Open Access Open Badges Methodology article

DART: Denoising Algorithm based on Relevance network Topology improves molecular pathway activity inference

Yan Jiao12, Katherine Lawler13, Gargi S Patel3, Arnie Purushotham45, Annette F Jones6, Anita Grigoriadis5, Andrew Tutt5, Tony Ng135 and Andrew E Teschendorff2*

Author Affiliations

1 KCL-UCL Comprehensive Cancer Imaging Center, Guy's Campus, London SE1 1UL, UK

2 Statistical Genomics Group, Paul O'Gorman Building, UCL Cancer Institute, University College London, 72 Huntley Street, London WC1E 6BT, UK

3 Richard Dimbleby Department of Cancer Research, Randall Division & Division of Cancer Studies, King's College London, WC2R 2LS, UK

4 Research Oncology, 3rd Floor, Bermondsey Wing,Guy's Hospital, Great Maze Pond, London, SE1 9RT, UK

5 Breakthrough Breast Research Unit, Guy's Hospital, King's Health Partners Academic Health Sciences Centres, London, SE1 9RT, UK

6 Department of Radiology, St Thomas' Hospital, London SE1 7EH, UK

For all author emails, please log on.

BMC Bioinformatics 2011, 12:403  doi:10.1186/1471-2105-12-403

Published: 19 October 2011



Inferring molecular pathway activity is an important step towards reducing the complexity of genomic data, understanding the heterogeneity in clinical outcome, and obtaining molecular correlates of cancer imaging traits.

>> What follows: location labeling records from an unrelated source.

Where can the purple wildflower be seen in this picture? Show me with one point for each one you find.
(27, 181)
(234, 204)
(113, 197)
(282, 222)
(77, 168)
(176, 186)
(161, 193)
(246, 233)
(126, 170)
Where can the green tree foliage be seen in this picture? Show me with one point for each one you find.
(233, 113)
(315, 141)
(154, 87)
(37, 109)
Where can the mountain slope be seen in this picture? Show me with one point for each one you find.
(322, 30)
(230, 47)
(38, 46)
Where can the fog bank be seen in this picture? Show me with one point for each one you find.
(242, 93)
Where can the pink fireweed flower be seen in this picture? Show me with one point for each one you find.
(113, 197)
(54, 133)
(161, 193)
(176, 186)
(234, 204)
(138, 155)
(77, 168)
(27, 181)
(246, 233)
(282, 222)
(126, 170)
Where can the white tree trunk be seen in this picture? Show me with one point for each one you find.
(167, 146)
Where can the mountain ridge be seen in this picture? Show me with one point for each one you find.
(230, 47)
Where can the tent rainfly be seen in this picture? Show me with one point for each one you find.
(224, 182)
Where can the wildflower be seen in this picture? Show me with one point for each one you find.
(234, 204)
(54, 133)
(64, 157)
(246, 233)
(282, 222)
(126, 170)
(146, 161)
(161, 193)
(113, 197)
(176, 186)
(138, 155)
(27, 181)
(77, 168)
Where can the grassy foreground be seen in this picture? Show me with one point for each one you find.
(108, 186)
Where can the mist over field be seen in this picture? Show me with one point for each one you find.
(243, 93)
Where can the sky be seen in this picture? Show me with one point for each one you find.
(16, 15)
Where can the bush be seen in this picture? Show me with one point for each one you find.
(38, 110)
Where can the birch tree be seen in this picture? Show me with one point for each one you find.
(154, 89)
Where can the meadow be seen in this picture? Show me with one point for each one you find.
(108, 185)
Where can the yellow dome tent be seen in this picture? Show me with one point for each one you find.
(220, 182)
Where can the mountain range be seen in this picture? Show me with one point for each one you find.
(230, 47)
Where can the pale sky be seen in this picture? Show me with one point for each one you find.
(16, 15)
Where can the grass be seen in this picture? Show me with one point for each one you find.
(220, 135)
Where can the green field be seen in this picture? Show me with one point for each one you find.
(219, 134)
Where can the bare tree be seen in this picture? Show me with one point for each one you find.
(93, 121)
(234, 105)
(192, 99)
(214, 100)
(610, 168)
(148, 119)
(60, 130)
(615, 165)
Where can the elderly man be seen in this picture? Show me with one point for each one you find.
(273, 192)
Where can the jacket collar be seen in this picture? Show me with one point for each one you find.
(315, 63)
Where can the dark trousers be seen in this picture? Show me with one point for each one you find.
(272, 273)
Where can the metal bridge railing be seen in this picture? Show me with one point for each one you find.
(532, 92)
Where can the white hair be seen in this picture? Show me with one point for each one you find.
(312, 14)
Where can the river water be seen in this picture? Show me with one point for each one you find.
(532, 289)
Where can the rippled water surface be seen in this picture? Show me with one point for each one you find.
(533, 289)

Increasingly, approaches towards pathway activity inference combine molecular profiles (e.g gene or protein expression) with independent and highly curated structural interaction data (e.g protein interaction networks) or more generally with prior knowledge pathway databases. However, it is unclear how best to use the pathway knowledge information in the context of molecular profiles of any given study.


We present an algorithm called DART (Denoising Algorithm based on Relevance network Topology) which filters out noise before estimating pathway activity. Using simulated and real multidimensional cancer genomic data and by comparing DART to other algorithms which do not assess the relevance of the prior pathway information, we here demonstrate that substantial improvement in pathway activity predictions can be made if prior pathway information is denoised before predictions are made. We also show that genes encoding hubs in expression correlation networks represent more reliable markers of pathway activity. Using the Netpath resource of signalling pathways in the context of breast cancer gene expression data we further demonstrate that DART leads to more robust inferences about pathway activity correlations. Finally, we show that DART identifies a hypothesized association between oestrogen signalling and mammographic density in ER+ breast cancer.


Evaluating the consistency of prior information of pathway databases in molecular tumour profiles may substantially improve the subsequent inference of pathway activity in clinical tumour specimens. This de-noising strategy should be incorporated in approaches which attempt to infer pathway activity from prior pathway models.